The controversial ATPC refinery in the south of the port of Antwerp is closing. It was announced on Thursday. More than a quarter of employees are at risk of being fired. But we do not agree. There are still many open questions, says ABVV Secretary Levi Sully.
Antwerp Terminal & Processing Company (ATPC) provides warehousing as well as refining activities in Beliweg, between Vierde and Fifth Havendok in the south of the port. Gazette van Antwerpen has learned that recent activity has now stopped, and the trade union has confirmed the news.
“Yesterday we received an announcement in a private business council that the company intends to cut 30 jobs by closing the refinery,” Sully said. There will be 18 operational people and 12 employees. We do not agree at all. There are still many questions.
import and storage
They say the agreement with parent company VITTOL, one of the world’s largest oil traders, has expired, and they haven’t found any more customers. They want to stop the refinery as well as turn the organization into a bitumen import terminal, because this product will continue to be needed.

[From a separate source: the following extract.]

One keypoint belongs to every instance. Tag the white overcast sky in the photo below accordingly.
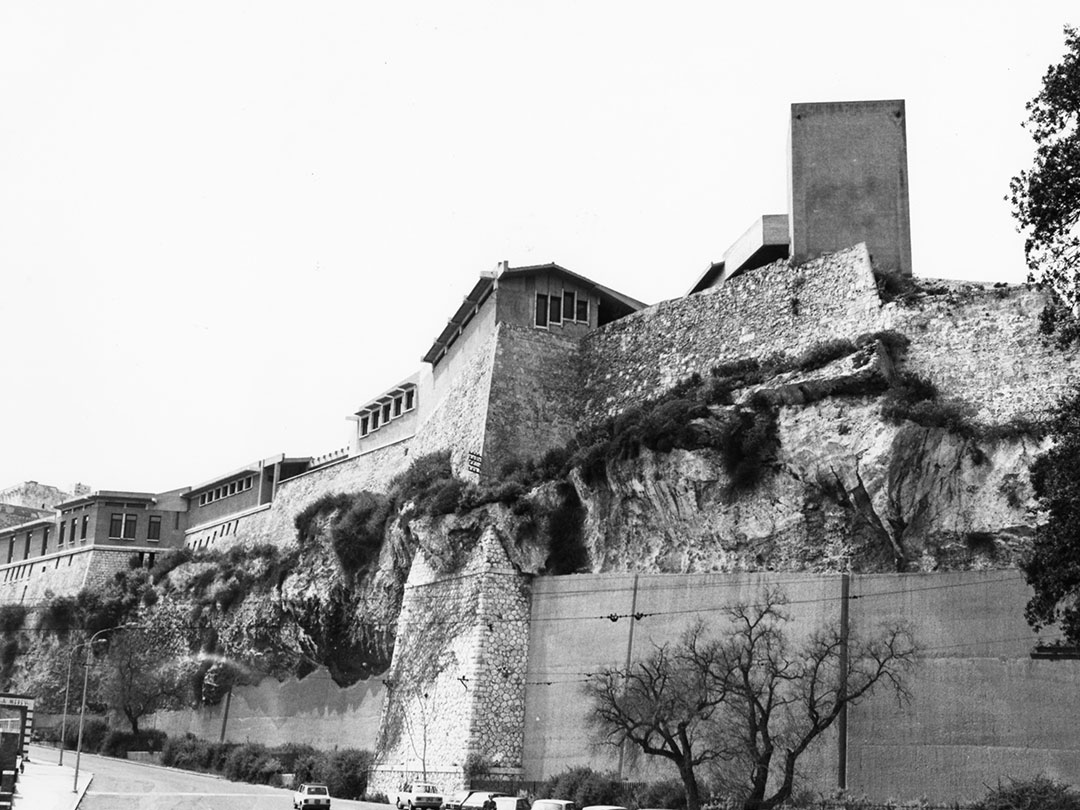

In fact, ATPC had only one customer, who refines crude oil and turns it into bitumen, a product used, among other things, for road construction. At the same time, the company has come to the attention of governments several times in recent years due to bad odors and oil pollution. The company was already under strict inspection supervision and also imposed an action plan from the Flemish Environmental Department.

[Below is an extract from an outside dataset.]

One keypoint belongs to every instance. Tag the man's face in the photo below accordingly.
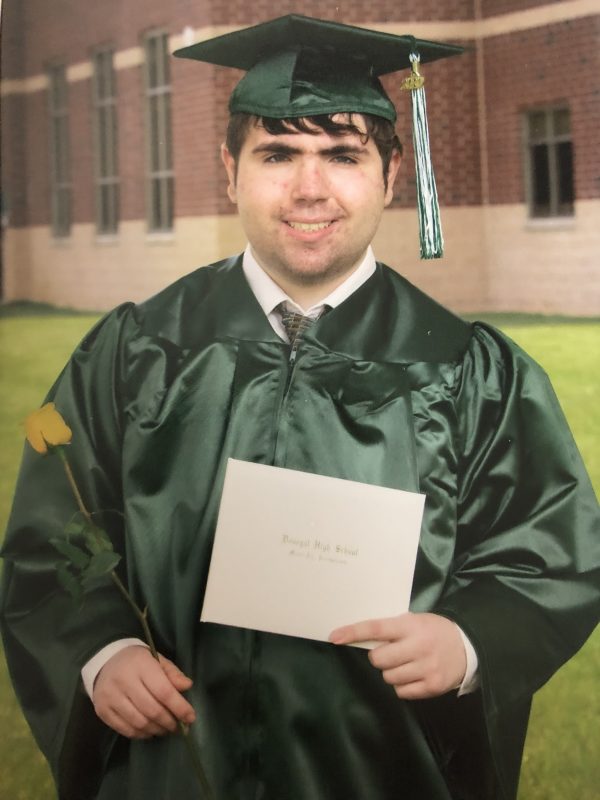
(309, 203)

“There are difficulties with the company,” Sully admits. There was an irritating component to the smell, but this is also related to the crude oil supplied by the parent company, which tested the composition. If you supply more selectively, it is easier to improve. A company insider is already talking about “strange crude oil”.
So the fact that VITTOL is now out of business as a client is actually their own issue. Now people are saying that no other client has been found, but of course there must be a desire to search. “We think there are still opportunities,” Soleil told the Belga news agency.
It also reports that 18 jobs in the production unit and 12 in support services are at risk. ABVV says it has not yet given in to the intent of mass separation. The union wants to enter into talks within the framework of the Renault law, according to Belga.
The company was not immediately available for comment on Friday afternoon.